Early life and career
Towb was born in Larne, County Antrim, to a Russian-Jewish father and an Irish-Jewish mother; he once claimed he was the only Jew ever born in Larne. After his parents divorced, he moved with his mother and sister to north Belfast, where he attended the Finiston School and Technical College. He enlisted in the British Army during World War II and managed a military canteen, but was discharged once it emerged that he had lied about his age. He then appeared on stage with a touring theatre company in Ireland, in repertory theatre in England and in London's West End, where he had a role in the musical adaptation of Bar Mitzvah Boy. He also appeared in A Funny Thing Happened on the Way to the Forum at the National Theatre in 2004.

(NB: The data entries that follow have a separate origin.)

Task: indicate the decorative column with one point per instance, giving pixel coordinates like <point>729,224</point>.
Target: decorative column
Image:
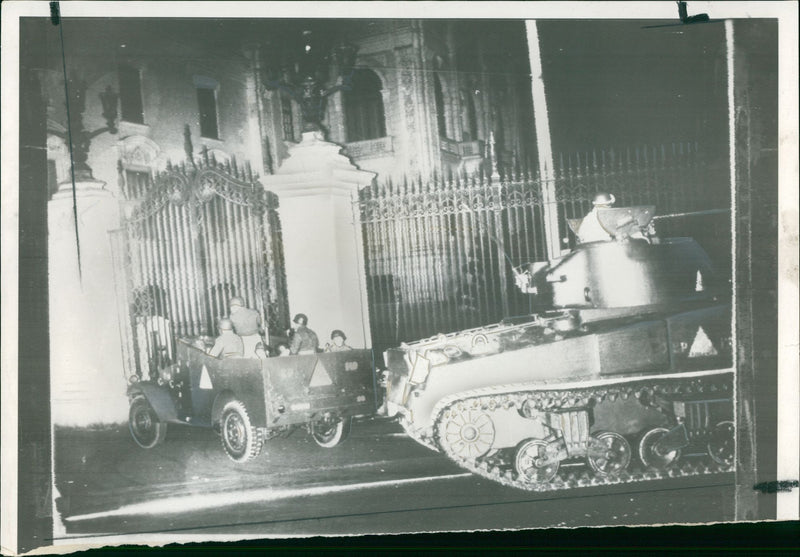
<point>323,245</point>
<point>87,382</point>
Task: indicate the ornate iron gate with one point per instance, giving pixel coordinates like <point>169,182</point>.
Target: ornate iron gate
<point>440,253</point>
<point>193,237</point>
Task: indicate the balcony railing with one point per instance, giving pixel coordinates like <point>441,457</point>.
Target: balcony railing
<point>369,148</point>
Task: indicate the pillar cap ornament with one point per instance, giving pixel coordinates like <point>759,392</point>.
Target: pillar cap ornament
<point>315,165</point>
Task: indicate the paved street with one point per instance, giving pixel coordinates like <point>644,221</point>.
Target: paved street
<point>378,481</point>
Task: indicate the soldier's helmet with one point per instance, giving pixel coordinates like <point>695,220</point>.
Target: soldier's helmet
<point>604,199</point>
<point>300,319</point>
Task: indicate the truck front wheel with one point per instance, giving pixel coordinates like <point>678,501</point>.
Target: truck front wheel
<point>241,441</point>
<point>146,429</point>
<point>329,433</point>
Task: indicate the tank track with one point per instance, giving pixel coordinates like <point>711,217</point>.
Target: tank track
<point>497,465</point>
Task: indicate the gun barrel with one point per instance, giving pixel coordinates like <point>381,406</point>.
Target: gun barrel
<point>692,214</point>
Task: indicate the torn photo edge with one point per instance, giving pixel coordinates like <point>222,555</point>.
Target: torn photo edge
<point>23,377</point>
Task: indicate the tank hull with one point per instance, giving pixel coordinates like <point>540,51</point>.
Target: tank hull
<point>629,373</point>
<point>600,353</point>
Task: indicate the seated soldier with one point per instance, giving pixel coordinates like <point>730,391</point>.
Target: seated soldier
<point>247,324</point>
<point>283,349</point>
<point>261,351</point>
<point>228,343</point>
<point>338,345</point>
<point>304,340</point>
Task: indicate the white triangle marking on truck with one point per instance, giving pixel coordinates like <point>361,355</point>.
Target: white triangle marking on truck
<point>205,379</point>
<point>320,377</point>
<point>702,345</point>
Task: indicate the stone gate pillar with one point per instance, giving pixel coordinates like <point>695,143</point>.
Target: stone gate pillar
<point>323,245</point>
<point>87,382</point>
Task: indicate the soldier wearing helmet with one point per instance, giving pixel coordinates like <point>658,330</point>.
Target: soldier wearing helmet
<point>228,343</point>
<point>590,229</point>
<point>304,340</point>
<point>247,324</point>
<point>338,337</point>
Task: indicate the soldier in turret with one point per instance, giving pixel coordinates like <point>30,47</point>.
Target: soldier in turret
<point>590,229</point>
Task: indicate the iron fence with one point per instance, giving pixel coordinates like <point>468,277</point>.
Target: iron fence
<point>439,253</point>
<point>194,236</point>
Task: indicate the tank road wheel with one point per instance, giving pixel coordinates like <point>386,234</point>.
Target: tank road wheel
<point>145,427</point>
<point>721,443</point>
<point>613,456</point>
<point>466,434</point>
<point>241,441</point>
<point>532,464</point>
<point>329,433</point>
<point>648,454</point>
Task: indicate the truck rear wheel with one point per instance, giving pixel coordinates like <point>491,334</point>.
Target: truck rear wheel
<point>329,433</point>
<point>145,427</point>
<point>241,441</point>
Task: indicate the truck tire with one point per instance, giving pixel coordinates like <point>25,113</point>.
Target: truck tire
<point>330,433</point>
<point>241,441</point>
<point>145,427</point>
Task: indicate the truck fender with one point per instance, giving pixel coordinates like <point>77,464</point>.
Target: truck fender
<point>158,397</point>
<point>219,403</point>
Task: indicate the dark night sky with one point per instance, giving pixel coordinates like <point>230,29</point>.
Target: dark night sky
<point>616,83</point>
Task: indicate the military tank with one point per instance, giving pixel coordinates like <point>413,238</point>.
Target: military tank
<point>625,375</point>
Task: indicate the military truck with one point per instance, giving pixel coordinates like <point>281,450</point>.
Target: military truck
<point>250,400</point>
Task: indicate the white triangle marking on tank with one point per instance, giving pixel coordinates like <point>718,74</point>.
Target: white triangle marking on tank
<point>320,377</point>
<point>702,345</point>
<point>698,283</point>
<point>205,379</point>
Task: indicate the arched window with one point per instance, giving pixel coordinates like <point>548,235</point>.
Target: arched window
<point>438,97</point>
<point>363,107</point>
<point>471,133</point>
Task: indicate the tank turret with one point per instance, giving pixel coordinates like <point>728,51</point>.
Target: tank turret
<point>631,352</point>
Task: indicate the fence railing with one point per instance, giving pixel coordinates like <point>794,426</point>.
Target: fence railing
<point>439,252</point>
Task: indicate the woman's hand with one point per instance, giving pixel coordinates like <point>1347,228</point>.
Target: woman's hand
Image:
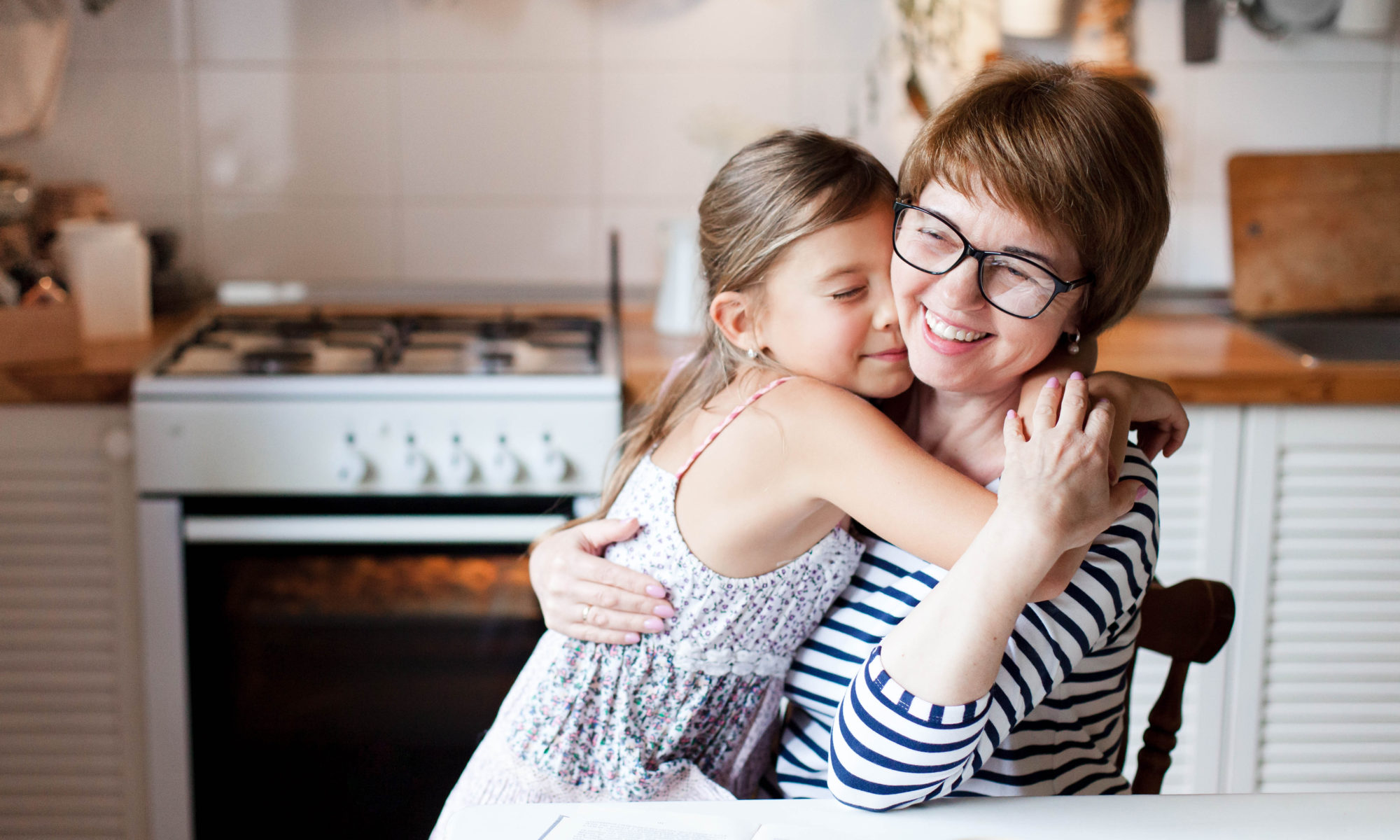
<point>1156,414</point>
<point>1059,479</point>
<point>569,575</point>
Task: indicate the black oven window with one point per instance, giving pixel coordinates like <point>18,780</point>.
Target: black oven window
<point>340,692</point>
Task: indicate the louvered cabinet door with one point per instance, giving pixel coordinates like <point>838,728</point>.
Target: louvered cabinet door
<point>1325,523</point>
<point>71,757</point>
<point>1198,512</point>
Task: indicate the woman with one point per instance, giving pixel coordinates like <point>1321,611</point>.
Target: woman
<point>923,682</point>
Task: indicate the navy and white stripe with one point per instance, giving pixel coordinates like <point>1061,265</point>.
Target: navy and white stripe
<point>1052,723</point>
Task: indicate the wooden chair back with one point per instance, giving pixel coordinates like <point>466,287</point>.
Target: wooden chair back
<point>1188,622</point>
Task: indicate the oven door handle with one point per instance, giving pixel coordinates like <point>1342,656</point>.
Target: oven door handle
<point>384,530</point>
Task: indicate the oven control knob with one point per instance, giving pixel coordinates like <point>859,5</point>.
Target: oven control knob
<point>502,465</point>
<point>551,467</point>
<point>418,470</point>
<point>354,468</point>
<point>461,467</point>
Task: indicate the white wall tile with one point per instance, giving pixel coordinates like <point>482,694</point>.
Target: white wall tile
<point>1394,130</point>
<point>522,134</point>
<point>295,30</point>
<point>715,34</point>
<point>530,33</point>
<point>306,132</point>
<point>642,237</point>
<point>832,102</point>
<point>128,31</point>
<point>552,243</point>
<point>120,127</point>
<point>842,34</point>
<point>1202,243</point>
<point>167,212</point>
<point>1175,103</point>
<point>1157,34</point>
<point>260,239</point>
<point>666,134</point>
<point>1278,110</point>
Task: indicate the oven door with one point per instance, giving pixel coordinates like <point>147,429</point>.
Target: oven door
<point>345,657</point>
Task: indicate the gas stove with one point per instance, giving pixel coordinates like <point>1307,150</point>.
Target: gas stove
<point>272,346</point>
<point>352,404</point>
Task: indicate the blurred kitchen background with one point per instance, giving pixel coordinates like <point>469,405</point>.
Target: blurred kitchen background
<point>274,554</point>
<point>418,145</point>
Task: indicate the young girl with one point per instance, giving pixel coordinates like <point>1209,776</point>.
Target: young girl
<point>744,507</point>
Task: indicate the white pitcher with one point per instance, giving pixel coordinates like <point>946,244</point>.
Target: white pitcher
<point>681,298</point>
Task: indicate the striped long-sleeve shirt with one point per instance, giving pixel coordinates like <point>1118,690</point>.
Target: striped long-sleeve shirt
<point>1052,723</point>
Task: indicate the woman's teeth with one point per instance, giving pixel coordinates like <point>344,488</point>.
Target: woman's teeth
<point>944,331</point>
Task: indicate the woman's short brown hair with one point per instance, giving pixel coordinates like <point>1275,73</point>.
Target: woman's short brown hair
<point>1077,153</point>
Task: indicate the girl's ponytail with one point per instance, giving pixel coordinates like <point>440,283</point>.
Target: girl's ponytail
<point>774,192</point>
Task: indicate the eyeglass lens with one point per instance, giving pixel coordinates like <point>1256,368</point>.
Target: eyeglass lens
<point>1010,284</point>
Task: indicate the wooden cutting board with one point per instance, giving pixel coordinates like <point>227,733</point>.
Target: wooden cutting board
<point>1315,233</point>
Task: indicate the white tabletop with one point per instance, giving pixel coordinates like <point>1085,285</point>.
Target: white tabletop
<point>1276,817</point>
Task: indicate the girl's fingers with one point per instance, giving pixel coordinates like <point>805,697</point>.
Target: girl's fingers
<point>1011,429</point>
<point>1048,407</point>
<point>1100,425</point>
<point>1178,438</point>
<point>1074,405</point>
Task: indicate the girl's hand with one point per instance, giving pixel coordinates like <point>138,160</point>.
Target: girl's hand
<point>1154,411</point>
<point>1059,481</point>
<point>569,575</point>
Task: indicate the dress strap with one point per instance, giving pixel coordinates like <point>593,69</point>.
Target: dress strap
<point>727,422</point>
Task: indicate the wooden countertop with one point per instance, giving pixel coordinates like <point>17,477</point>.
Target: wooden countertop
<point>1205,358</point>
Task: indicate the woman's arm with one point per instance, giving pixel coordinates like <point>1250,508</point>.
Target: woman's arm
<point>568,573</point>
<point>912,726</point>
<point>860,463</point>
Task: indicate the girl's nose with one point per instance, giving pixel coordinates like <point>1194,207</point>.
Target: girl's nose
<point>884,316</point>
<point>958,289</point>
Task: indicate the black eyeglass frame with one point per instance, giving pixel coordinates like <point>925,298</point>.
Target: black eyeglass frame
<point>1060,286</point>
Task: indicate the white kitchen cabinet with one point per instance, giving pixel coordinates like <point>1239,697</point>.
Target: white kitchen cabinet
<point>1315,660</point>
<point>71,743</point>
<point>1198,512</point>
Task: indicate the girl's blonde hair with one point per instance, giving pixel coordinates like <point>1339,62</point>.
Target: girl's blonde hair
<point>769,195</point>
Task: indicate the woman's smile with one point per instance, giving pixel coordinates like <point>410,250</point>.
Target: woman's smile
<point>948,338</point>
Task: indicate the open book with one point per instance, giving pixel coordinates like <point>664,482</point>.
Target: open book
<point>622,824</point>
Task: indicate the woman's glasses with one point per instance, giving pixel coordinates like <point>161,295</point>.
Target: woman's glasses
<point>1014,285</point>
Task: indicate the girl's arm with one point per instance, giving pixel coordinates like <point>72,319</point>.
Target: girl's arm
<point>1146,405</point>
<point>845,451</point>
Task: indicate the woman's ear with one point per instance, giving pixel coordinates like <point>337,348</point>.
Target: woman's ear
<point>733,313</point>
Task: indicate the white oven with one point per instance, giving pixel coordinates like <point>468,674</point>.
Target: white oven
<point>335,598</point>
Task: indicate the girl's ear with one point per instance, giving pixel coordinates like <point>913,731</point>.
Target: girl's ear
<point>733,314</point>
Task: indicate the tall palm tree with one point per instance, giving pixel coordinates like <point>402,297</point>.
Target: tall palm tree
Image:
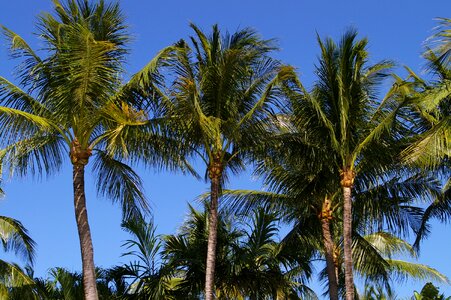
<point>223,89</point>
<point>72,102</point>
<point>252,262</point>
<point>430,101</point>
<point>346,106</point>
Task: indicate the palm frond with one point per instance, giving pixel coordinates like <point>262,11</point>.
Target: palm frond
<point>120,183</point>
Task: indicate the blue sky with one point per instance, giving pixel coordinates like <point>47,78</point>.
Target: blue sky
<point>395,29</point>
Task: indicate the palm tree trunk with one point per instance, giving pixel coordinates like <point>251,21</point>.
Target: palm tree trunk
<point>84,233</point>
<point>347,241</point>
<point>326,216</point>
<point>212,238</point>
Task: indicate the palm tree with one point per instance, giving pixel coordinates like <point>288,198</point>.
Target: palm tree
<point>429,101</point>
<point>14,238</point>
<point>152,279</point>
<point>252,262</point>
<point>222,91</point>
<point>345,103</point>
<point>72,103</point>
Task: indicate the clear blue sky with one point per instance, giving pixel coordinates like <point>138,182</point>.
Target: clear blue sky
<point>396,30</point>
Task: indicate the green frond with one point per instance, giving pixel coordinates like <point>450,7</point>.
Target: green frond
<point>17,123</point>
<point>389,245</point>
<point>40,154</point>
<point>118,182</point>
<point>402,270</point>
<point>433,146</point>
<point>15,238</point>
<point>12,277</point>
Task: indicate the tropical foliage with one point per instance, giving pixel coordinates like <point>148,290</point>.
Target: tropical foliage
<point>349,173</point>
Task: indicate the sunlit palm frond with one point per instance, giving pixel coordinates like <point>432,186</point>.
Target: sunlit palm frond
<point>119,182</point>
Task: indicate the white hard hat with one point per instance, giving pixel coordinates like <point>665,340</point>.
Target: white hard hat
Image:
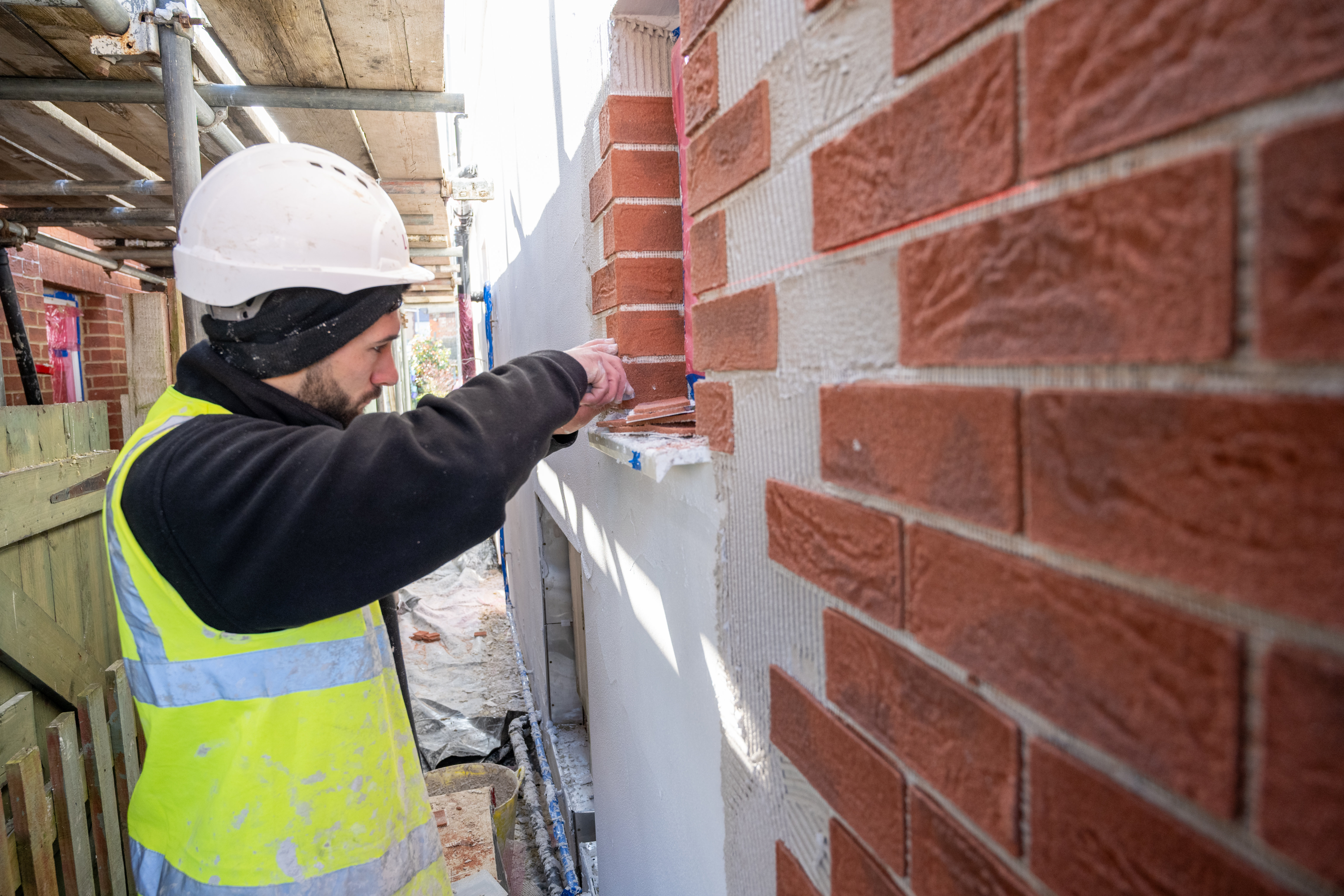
<point>282,216</point>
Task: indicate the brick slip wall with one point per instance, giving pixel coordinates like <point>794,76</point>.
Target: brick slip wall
<point>1030,320</point>
<point>635,198</point>
<point>104,343</point>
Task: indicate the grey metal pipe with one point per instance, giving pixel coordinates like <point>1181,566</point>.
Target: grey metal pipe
<point>181,105</point>
<point>97,259</point>
<point>92,217</point>
<point>111,15</point>
<point>208,119</point>
<point>85,189</point>
<point>148,92</point>
<point>156,257</point>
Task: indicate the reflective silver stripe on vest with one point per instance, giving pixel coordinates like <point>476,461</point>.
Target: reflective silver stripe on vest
<point>150,644</point>
<point>380,876</point>
<point>261,674</point>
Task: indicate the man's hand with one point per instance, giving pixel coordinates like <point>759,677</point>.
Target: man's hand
<point>607,381</point>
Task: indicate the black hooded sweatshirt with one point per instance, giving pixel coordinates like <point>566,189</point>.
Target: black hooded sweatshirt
<point>275,516</point>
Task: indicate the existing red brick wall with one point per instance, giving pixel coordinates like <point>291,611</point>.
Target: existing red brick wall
<point>1033,319</point>
<point>104,340</point>
<point>635,198</point>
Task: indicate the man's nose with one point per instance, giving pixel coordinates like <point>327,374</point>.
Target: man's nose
<point>385,373</point>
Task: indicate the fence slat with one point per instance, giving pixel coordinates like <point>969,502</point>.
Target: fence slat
<point>68,786</point>
<point>33,829</point>
<point>125,751</point>
<point>96,748</point>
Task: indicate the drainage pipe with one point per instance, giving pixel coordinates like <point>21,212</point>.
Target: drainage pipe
<point>109,15</point>
<point>18,332</point>
<point>148,92</point>
<point>97,259</point>
<point>553,804</point>
<point>92,217</point>
<point>85,189</point>
<point>533,817</point>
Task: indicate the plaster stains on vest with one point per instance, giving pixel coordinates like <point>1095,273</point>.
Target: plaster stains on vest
<point>277,764</point>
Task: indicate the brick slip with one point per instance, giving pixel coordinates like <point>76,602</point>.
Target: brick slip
<point>846,549</point>
<point>636,120</point>
<point>714,414</point>
<point>1089,837</point>
<point>709,253</point>
<point>644,334</point>
<point>922,29</point>
<point>701,84</point>
<point>698,15</point>
<point>655,381</point>
<point>1301,805</point>
<point>634,174</point>
<point>854,778</point>
<point>1138,272</point>
<point>789,878</point>
<point>944,448</point>
<point>639,281</point>
<point>854,872</point>
<point>945,860</point>
<point>730,151</point>
<point>1242,496</point>
<point>738,332</point>
<point>949,142</point>
<point>1108,76</point>
<point>1301,245</point>
<point>959,743</point>
<point>642,229</point>
<point>1155,688</point>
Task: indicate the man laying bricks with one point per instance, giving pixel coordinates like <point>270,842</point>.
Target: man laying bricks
<point>257,518</point>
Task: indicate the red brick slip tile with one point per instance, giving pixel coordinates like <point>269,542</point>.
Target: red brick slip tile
<point>1155,688</point>
<point>639,281</point>
<point>1301,244</point>
<point>1135,272</point>
<point>701,80</point>
<point>1089,837</point>
<point>854,778</point>
<point>738,332</point>
<point>709,253</point>
<point>1104,76</point>
<point>854,871</point>
<point>789,878</point>
<point>846,549</point>
<point>698,15</point>
<point>1242,496</point>
<point>642,229</point>
<point>714,414</point>
<point>960,745</point>
<point>646,334</point>
<point>1301,805</point>
<point>636,120</point>
<point>634,174</point>
<point>922,29</point>
<point>655,381</point>
<point>944,448</point>
<point>945,860</point>
<point>730,151</point>
<point>947,143</point>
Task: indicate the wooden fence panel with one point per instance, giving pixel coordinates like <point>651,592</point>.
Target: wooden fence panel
<point>71,794</point>
<point>33,829</point>
<point>96,746</point>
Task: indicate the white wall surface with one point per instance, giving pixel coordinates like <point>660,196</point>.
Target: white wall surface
<point>535,74</point>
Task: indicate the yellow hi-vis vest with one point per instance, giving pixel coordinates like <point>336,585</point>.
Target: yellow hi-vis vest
<point>279,764</point>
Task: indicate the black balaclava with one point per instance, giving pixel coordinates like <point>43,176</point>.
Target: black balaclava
<point>299,327</point>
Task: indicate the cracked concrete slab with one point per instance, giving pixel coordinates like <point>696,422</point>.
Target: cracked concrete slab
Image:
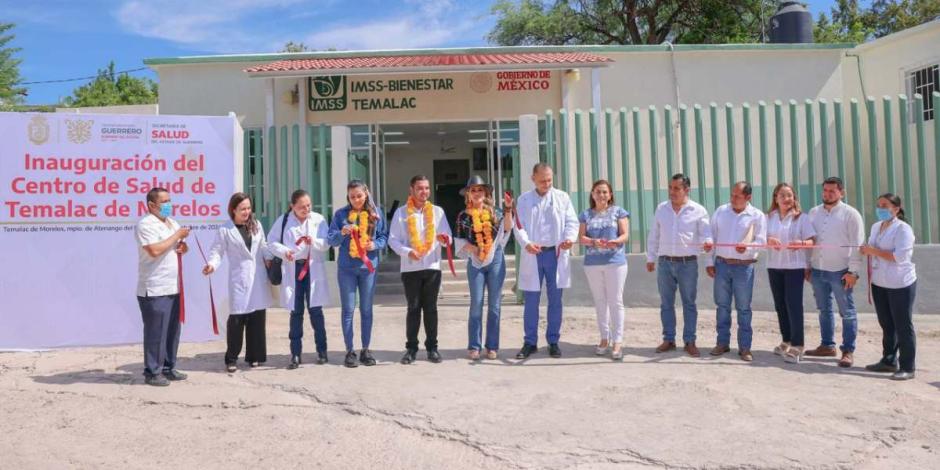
<point>88,407</point>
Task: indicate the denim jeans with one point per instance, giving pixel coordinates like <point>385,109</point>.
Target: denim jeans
<point>352,280</point>
<point>826,285</point>
<point>669,276</point>
<point>895,308</point>
<point>489,277</point>
<point>547,263</point>
<point>734,281</point>
<point>786,286</point>
<point>296,333</point>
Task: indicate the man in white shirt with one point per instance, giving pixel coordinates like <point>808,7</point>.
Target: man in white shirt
<point>834,269</point>
<point>160,242</point>
<point>679,231</point>
<point>735,226</point>
<point>549,229</point>
<point>420,265</point>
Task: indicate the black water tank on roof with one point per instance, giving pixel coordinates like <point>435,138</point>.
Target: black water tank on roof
<point>791,24</point>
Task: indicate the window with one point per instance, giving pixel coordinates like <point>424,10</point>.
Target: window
<point>924,81</point>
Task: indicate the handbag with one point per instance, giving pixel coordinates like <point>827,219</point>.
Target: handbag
<point>274,271</point>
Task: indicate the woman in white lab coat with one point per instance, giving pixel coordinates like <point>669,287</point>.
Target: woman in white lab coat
<point>242,242</point>
<point>299,237</point>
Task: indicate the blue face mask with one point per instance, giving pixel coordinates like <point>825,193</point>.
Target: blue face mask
<point>883,214</point>
<point>166,209</point>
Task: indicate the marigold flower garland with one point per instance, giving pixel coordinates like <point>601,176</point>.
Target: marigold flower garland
<point>482,230</point>
<point>363,226</point>
<point>417,244</point>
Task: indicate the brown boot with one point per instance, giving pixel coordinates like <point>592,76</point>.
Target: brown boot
<point>666,346</point>
<point>719,350</point>
<point>847,360</point>
<point>822,351</point>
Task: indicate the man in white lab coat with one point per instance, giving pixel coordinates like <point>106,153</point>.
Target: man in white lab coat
<point>549,229</point>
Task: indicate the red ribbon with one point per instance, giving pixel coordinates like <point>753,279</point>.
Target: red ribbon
<point>450,257</point>
<point>179,283</point>
<point>362,253</point>
<point>303,272</point>
<point>215,321</point>
<point>515,215</point>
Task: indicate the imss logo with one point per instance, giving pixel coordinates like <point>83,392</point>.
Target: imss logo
<point>327,93</point>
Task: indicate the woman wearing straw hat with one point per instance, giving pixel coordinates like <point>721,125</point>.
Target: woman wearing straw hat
<point>481,235</point>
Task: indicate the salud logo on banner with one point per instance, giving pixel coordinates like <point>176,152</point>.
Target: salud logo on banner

He made numerous appearances on UK television including popular UK TV series Callan, the Ronald Howard led Sherlock Holmes, The Avengers, Home James!, Casualty, The Bill, Minder, Doctor Who, The Saint, and Heartbeat. His film appearances include Above Us the Waves (1955), The Blue Max (1966), Prudence and the Pill (1968), Patton (1970) and Lamb (1985). In 1959 he appeared in a radio episode of Hancock's Half Hour, "Fred's Pie Stall". In December 2008, Towb appeared in two episodes of the BBC soap opera EastEnders as David, Janine Butcher's fiancé. He also appeared on the long-running BBC music hall show, The Good Old Days.

Harry Towb was also a regular presenter on the BBC Schools' programme You and Me featuring with Cosmo and Dibs. In the late 1970s, Towb appeared in a series of TV commercials advertising Younger's Tartan Special beer, which were shown on very heavy rotation in Scotland.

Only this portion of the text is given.